Ainda no início da década de 80 ajudou a fundar o PT em Londrina e nunca mudou de partido. Exerceu a presidência do diretório local várias vezes e integrou o diretório nacional. Hoje é presidente do diretório estadual, tendo se licenciado para concorrer à prefeitura. Também teve uma experiência na administração municipal do PT, de 93 a 96: foi presidente da Companhia de Habitação (Cohab), onde aprimorou a experiência da Caixa na área de habitação e urbanismo.
Antes da eleição para prefeito, Nedson já tinha cumprido um mandato de quatro anos como deputado federal. No período, foi indicado representante do Parlamento na Conferência Mundial sobre Assentamentos Humanos da ONU (Habitat II), realizado em Istambul. Em 98, foi indicado pelo partido para ser o candidato a senador pelo Paraná. Concorrendo com personagens fortes da política estadual, como o ex-governador Alvaro Dias (PSDB), perdeu a eleição; mas obteve quase 1 milhão de votos e se fortaleceu como liderança política.

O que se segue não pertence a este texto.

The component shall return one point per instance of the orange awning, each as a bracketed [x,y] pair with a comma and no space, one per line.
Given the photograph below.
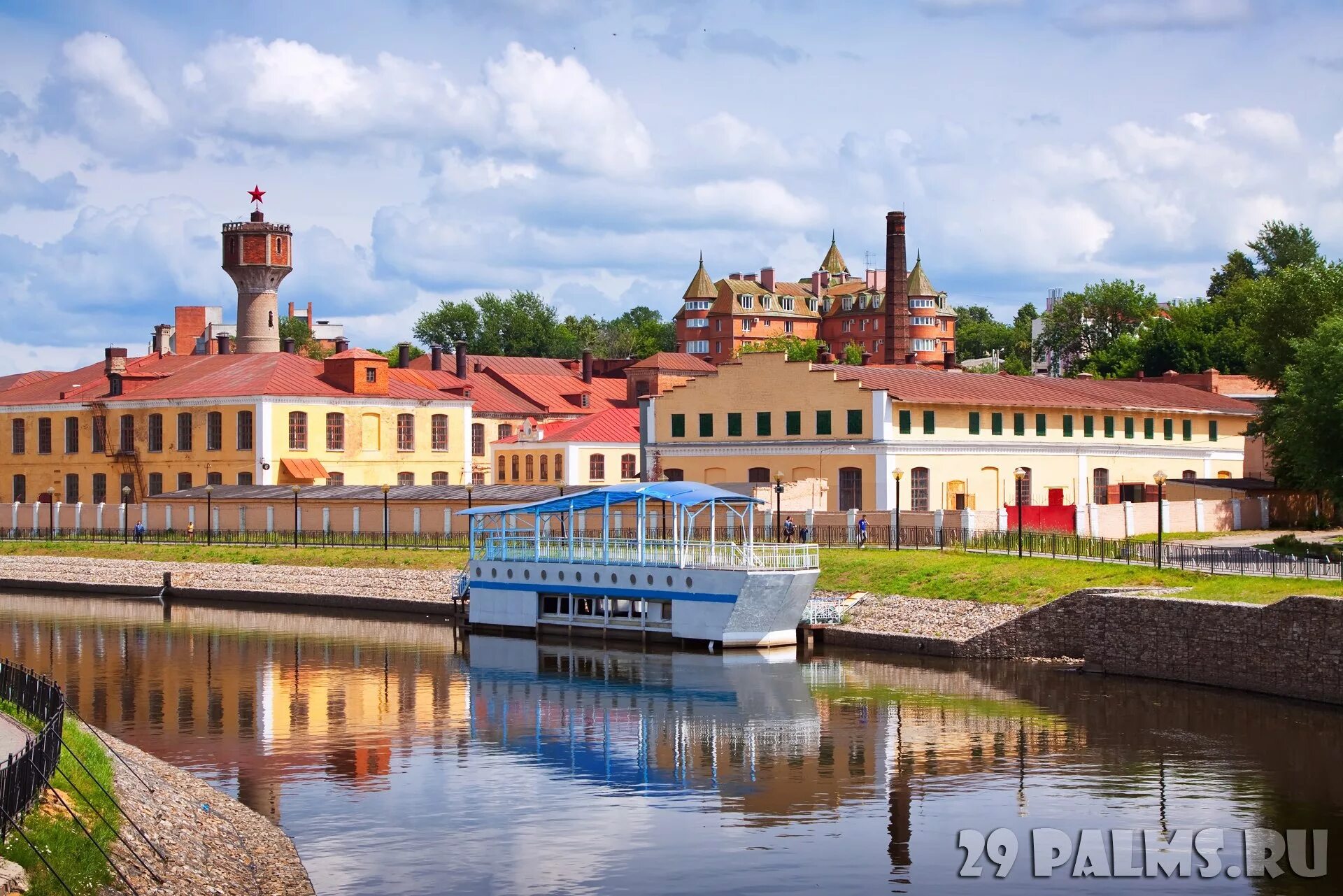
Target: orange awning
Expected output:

No início da campanha deste ano, pouca gente apostava na vitória do petista. Ele começou a corrida eleitoral em último lugar, com menos de 5% de intenções de voto. Mais uma vez, concorreu com ‘‘pesos-pesados’’, como o ex-prefeito Luiz Eduardo Cheida (PMDB) e o deputado federal Luiz Carlos Hauly (PSDB) – líder em todas as pesquisas e que acabou ficando fora do segundo turno.
A campanha de Nedson foi atípica, sem comícios, sem comitês eleitorais e com pouco dinheiro. Tudo na base da ‘‘sola do sapato’’, como gostava de dizer o candidato. O corpo a corpo e o evidente desejo de mudança do eleitorado deram resultado: Nedson terminou a disputa do primeiro turno em primeiro lugar, com 27,24% dos votos. No final da apuração, ele também conseguiu o apoio de todos os derrotados, inclusive do empresário Farage Kouri, que concorreu pelo PFL com o apoio do prefeito cassado Antonio Belinati.
O grande desafio de Nedson Micheleti como prefeito de Londrina, segundo o que ele próprio declarou durante a campanha, é implantar no município um governo participativo, envolvendo a cidade na definição dos rumos da administração. Foram eleitos cinco pontos principais: justiça social, cidadania, questões urbanas, gestão da máquina pública e desenvolvimento econômico. ‘‘Não quisemos fazer uma campanha com propostas pontuais, mas assumir um ponto de vista multidisciplinar, que envolva as questões da região, da cidade’’, disse.
Dentro dessa visão multidisciplinar, um dos principais projetos do novo governo é a chamada ‘‘rede de cidadania’’, levando ações integradas para todas as regiões do município. ‘‘É uma coisa barata, simples, e que integra as pessoas nas questões de cidadania, de cultura, participação’’, disse. Projetos como a bolsa escola e o orçamento participativo, ‘‘estrelas’’ da adminstração petista, também deverão ser implantados no município.